Sequential dependencies: Computing a running balance where each row depends on the previous result. In this case, use Numba’s @jit:

from numba import jit
import numpy as np
@jit(nopython=True)
def running_balance(amounts, fees):
balance = np.zeros(len(amounts))
balance[0] = amounts[0] - fees[0]
for i in range(1, len(amounts)):
balance[i] = balance[i-1] + amounts[i] - fees[i]
return balance

Calling external APIs per row: No way around it — each API call is independent I/O. Use asyncio with batching instead of sequential loops.

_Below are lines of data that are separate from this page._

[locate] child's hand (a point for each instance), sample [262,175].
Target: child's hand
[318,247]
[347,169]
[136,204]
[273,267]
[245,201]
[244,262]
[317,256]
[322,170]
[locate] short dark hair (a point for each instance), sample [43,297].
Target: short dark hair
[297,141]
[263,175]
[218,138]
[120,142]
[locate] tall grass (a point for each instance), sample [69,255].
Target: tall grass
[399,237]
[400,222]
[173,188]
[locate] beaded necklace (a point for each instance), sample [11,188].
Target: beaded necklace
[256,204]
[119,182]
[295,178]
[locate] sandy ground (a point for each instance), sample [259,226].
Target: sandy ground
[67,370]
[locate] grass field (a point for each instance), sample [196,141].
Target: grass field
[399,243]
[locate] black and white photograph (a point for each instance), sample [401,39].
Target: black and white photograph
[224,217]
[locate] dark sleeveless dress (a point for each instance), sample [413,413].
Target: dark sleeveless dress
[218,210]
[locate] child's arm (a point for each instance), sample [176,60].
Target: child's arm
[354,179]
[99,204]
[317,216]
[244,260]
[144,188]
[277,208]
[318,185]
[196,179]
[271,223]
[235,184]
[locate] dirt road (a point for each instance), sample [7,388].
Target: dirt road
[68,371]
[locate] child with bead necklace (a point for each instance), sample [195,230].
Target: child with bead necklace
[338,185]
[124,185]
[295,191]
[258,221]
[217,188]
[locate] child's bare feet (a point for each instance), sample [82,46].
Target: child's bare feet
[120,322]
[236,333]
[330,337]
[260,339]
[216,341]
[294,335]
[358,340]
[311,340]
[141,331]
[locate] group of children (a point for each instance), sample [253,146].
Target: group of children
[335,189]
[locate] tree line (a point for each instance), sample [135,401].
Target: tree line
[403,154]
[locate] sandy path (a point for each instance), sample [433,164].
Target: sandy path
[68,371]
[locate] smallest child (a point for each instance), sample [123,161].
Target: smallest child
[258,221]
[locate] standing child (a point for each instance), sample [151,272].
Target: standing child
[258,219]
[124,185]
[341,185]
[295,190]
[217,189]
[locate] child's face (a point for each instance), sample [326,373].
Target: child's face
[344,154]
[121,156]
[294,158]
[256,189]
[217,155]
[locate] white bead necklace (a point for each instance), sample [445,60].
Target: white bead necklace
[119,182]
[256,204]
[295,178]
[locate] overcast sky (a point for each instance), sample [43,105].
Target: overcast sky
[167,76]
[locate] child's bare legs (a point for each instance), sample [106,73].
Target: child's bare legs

Complex business logic with multiple if/elif branches: Consider pd.cut() and pd.map() first. If the logic is genuinely impossible to vectorize, itertuples() is your fallback.

The Decision Tree

Need row-level operation?
├─ Can it be expressed as column comparisons / arithmetic?
│ └─ YES → np.where() / np.select() / boolean masks [BEST]
├─ Does each row call an external function you can't change?
│ ├─ Does each call depend on previous results?
│ │ └─ YES → Numba @jit or Cython
│ └─ Are calls independent?
│ └─ YES → itertuples() or apply() on chunks with multiprocessing
└─ Complex sequential logic with state?
└─ Numba @jit (orders of magnitude faster than pure Python loops)

Memory Considerations

Vectorized operations aren’t free on memory. np.select() with 1M rows creates intermediate boolean arrays (~1MB each, since NumPy booleans are 1 byte). For truly large DataFrames (100M+ rows), consider:

The right tool depends on your data size. For anything fitting in RAM, pandas + NumPy vectorization is almost always sufficient — and the bottleneck is rarely computation once you stop iterating.

Stop using .iterrows(). Your future self (and your on-call rotation) will thank you.